# Dämpfer/Gabeleinstellungen (PSI/Bar/kg/Pound)



## Trek8000 (22. Mai 2004)

Hallo Biker,

habe mir die Manitouanleitungen zum Thema Dämpfer.- Gabeleinstellungen durchgelesen, und bin mir nicht so sicher ob das für jeden klar ist.

Bei den Einstellungen zur Gabel steht z.B.:

... die Luftkappe oben auf dem linken Rohr abnehmen und die Gabel auf den gewünschten Luftdruck aufpumpen (75 % des Fahrergewichtes bei Gabeln mit 80 mm Federweg bzw. 50 % des Fahregewichts bei 100 mm Federweg und mehr).

Da wir im Europäischen Raum mit kg und bar abeiten, würde das beit 90 kg Körpergewicht und 100 mm Federweg bedeuten, das wir jetzt versuchen die Gabel mit 45 bar aufzupumpen !!

Das ist sicher nicht sehr empfehlenswert.

Also meiner Meinung nach müsste es folgendermassen klappen:

Körpergewicht von kg auf lb (Pound) umrechnen.

1 kg = 2,20459 lb

90 kg = ca. 198 lb

50 % davon ergibt ca. 100 psi

Soll bedeuten:
1. SPV (rote Kappe) auf 50 psi aufpumpen.
2. Hauptkammer (schwarze Kappe) auf 100 psi aufpumpen.
3. Negativfederweg messen, und wenn dieser zu groß ist, noch mehr Druck in die Hauptkammer.
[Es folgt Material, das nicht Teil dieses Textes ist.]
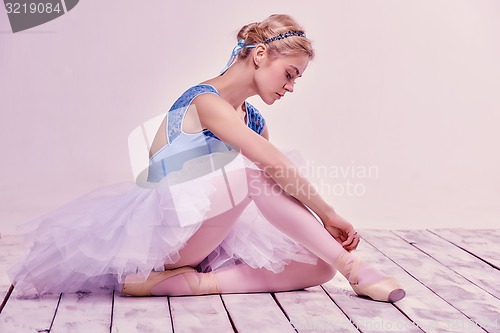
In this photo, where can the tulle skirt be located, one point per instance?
(93, 242)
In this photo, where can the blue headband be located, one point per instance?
(241, 45)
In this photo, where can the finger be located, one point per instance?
(350, 238)
(355, 243)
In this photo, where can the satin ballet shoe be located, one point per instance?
(135, 286)
(385, 290)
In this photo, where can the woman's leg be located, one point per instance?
(285, 213)
(291, 217)
(244, 279)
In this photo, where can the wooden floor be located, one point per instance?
(451, 276)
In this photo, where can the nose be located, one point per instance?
(288, 87)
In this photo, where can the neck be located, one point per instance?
(236, 85)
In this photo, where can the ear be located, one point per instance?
(259, 53)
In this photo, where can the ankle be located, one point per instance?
(202, 283)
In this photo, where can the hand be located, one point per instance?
(342, 231)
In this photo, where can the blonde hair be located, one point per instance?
(258, 32)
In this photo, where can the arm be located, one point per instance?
(265, 133)
(219, 117)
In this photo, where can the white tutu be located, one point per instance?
(93, 242)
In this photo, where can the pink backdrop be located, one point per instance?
(397, 116)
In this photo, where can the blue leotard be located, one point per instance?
(184, 146)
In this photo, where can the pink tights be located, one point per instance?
(289, 216)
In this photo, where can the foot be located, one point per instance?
(135, 285)
(367, 281)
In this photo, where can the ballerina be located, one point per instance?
(223, 210)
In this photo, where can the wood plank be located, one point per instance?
(471, 300)
(256, 313)
(462, 262)
(199, 314)
(426, 309)
(28, 313)
(312, 310)
(484, 243)
(11, 250)
(141, 315)
(83, 312)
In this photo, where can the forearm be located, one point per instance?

Das Feintuning am SPV, wie groß der Negativfederweg sein soll, und Druck.- und Zugstufeneinstellung habe ich erst mal weggelassen.

Sollte ich damit nicht richtig liegen, gebt mir bitte Bescheid (was sagt Staabi dazu ???) !!!

Gut Bike

Trek8000


----------



## mstaab_canyon (24. Mai 2004)

Hallo,

die Angaben in den Answer Handbüchern sind tatsächlich in PSI und amerikanischen Pfund (ungefähr 468gr.), von daher liegts Du mit Deinen Einstellungen ganz richtig.

Viele Grüße,

Michael


----------



## MTB-News.de




----------



## nifnaf (28. Mai 2004)

Hallo,

nun bin ich auch Besitzer eines Canyon XC4     und demzufolge auch des Manitou SPV-Dämpfers und schon habe ich die ersten Fragen.   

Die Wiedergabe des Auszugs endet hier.